Question: List 3 essential checks for a hippo dental round in bullet points.
Answer:
"""

print(grounded_prompt)
print("\n--- Generated (local model) ---\n")
print(generate_local(grounded_prompt, max_new_tokens=80, temperature=0.7, top_k=40))

## 4) Schema-constrained output (JSON) and validation

For real systems, ask the model to output **JSON with required fields**, then validate it.

In [None]:
import json, re

json_prompt = (

    "Produce a JSON object with fields: 'checks' (list of 3 short strings), "

    "'priority' (one of: 'low','medium','high').\n"

    "Use the notes above; if unclear, choose 'medium'.\n"

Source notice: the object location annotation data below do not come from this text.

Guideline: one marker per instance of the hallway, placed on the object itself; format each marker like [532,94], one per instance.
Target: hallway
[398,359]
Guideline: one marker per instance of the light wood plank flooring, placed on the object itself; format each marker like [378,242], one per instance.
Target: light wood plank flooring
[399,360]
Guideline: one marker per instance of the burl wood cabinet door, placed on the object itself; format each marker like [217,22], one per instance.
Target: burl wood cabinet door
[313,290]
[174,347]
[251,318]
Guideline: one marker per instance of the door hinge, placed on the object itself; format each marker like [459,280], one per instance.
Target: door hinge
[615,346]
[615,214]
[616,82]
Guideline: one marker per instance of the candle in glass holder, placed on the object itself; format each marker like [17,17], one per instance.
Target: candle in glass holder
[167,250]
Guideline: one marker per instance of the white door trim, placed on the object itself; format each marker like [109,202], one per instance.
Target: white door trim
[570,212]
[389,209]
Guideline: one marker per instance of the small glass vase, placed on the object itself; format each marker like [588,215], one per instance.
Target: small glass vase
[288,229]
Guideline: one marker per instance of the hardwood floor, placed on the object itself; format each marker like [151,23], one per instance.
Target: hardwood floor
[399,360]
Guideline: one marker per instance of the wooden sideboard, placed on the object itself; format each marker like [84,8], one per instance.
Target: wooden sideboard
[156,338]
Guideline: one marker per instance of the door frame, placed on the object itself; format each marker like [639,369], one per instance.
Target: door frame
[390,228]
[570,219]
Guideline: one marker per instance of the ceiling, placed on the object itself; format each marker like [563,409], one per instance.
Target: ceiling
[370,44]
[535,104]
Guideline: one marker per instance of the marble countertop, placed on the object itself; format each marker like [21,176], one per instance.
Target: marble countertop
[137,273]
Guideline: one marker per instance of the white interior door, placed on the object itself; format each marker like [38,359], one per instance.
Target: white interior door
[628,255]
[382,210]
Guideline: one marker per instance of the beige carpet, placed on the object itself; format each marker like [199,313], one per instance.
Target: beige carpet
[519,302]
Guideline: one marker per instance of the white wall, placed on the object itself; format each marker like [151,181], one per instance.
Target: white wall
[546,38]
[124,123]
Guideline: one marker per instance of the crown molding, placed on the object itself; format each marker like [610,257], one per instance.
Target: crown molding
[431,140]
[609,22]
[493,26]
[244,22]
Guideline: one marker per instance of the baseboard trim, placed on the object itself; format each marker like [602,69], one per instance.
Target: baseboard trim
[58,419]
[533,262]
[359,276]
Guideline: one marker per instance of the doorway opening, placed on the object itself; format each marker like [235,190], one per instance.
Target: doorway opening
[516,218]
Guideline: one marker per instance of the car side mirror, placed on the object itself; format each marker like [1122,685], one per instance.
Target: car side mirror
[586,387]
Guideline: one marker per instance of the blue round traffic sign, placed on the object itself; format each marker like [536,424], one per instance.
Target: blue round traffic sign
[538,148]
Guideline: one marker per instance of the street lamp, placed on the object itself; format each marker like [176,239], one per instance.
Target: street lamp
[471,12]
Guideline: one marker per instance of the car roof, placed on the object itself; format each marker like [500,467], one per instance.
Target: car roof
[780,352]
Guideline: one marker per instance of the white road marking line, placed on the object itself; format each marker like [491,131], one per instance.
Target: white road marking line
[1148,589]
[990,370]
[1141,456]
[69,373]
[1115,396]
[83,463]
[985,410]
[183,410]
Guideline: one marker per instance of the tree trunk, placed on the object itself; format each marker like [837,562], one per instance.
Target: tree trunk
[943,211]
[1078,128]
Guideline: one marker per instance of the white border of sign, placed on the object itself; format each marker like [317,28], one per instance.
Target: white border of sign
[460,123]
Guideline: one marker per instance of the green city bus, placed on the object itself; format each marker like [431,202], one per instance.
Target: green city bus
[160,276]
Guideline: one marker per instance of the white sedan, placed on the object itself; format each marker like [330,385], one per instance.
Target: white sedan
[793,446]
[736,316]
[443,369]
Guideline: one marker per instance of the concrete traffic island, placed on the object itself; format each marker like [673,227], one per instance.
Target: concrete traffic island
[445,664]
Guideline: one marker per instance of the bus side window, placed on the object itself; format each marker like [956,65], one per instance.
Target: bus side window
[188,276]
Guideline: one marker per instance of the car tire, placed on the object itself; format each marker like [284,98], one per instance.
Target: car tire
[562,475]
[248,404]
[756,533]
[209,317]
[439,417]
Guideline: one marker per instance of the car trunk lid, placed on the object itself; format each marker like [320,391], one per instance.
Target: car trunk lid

    "JSON only, no extra text.\n"

)

candidate = generate_local(grounded_prompt + "\n" + json_prompt, max_new_tokens=120, temperature=0.7, top_k=50)

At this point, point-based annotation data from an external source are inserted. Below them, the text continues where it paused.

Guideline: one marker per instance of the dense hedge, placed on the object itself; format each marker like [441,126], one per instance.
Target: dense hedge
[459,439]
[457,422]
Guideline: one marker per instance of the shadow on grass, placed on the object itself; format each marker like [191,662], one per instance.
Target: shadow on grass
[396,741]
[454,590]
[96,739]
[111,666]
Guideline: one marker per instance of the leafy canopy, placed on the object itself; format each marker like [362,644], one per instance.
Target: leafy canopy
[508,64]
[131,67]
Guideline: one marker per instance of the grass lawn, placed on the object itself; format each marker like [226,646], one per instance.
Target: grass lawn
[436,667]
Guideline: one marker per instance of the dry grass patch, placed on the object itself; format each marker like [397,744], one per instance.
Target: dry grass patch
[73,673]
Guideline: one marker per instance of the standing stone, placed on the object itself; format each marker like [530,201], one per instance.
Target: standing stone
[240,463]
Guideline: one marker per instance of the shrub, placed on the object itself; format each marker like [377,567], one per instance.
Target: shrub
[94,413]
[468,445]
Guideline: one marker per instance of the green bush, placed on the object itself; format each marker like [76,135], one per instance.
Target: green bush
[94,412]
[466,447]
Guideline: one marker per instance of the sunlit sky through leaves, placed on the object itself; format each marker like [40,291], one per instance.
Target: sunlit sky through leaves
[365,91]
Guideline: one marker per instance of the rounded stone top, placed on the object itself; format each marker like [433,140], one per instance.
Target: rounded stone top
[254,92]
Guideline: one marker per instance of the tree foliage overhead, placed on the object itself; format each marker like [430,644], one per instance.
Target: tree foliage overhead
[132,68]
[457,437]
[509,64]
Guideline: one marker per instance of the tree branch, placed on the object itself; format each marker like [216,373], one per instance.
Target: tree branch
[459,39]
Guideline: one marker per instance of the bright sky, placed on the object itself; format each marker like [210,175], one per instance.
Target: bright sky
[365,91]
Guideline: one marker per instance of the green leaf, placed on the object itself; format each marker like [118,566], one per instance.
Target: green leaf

# Extract a JSON object with a simple heuristic (first {...} block)
match = re.search(r'\{[\s\S]*\}', candidate)
parsed = None
if match:
    try:
        parsed = json.loads(match.group(0))
    except Exception as e:
        parsed = {"error": f"JSON parse failed: {e}", "raw": candidate[:500]}
else:
    parsed = {"error": "No JSON object found.", "raw": candidate[:500]}

# Simple validation
def validate(payload: dict) -> Dict[str, str]:
    if not isinstance(payload, dict): return {"ok": "false", "reason": "not a dict"}
    if "checks" not in payload or not isinstance(payload["checks"], list) or len(payload["checks"]) != 3:
        return {"ok":"false", "reason":"checks must be a list of length 3"}
    if "priority" not in payload or payload["priority"] not in {"low","medium","high"}:
        return {"ok":"false", "reason":"priority invalid"}
    return {"ok":"true"}

print("RAW CANDIDATE:\n", candidate[:500], "\n")
print("PARSED:", parsed)
print("VALIDATION:", validate(parsed))

## 5) Summary

- **Local models** (e.g., `distilgpt2`) let you teach LLM mechanics without paid APIs.
- **Hugging Face Inference** provides a free-tier API with a token; good for demos.
- **RAG** grounds answers in your corpus; show students how retrieval shapes outputs.
- **JSON schemas** (even simple checks) harden systems against hallucinations.

**Exercises**
1. Swap `distilgpt2` for `microsoft/phi-2` or `TinyLlama/TinyLlama-1.1B-Chat-v1.0` (may need more RAM). Compare output quality and speed.
2. Change the retrieval corpus to short **nutrition RCT abstracts**. Does the answer become more evidence-based?
3. Extend validation to enforce that each `checks` item contains at least one **dental term** (`gum`, `tusk`, `impaction`, `inflammation`). Reject if not met.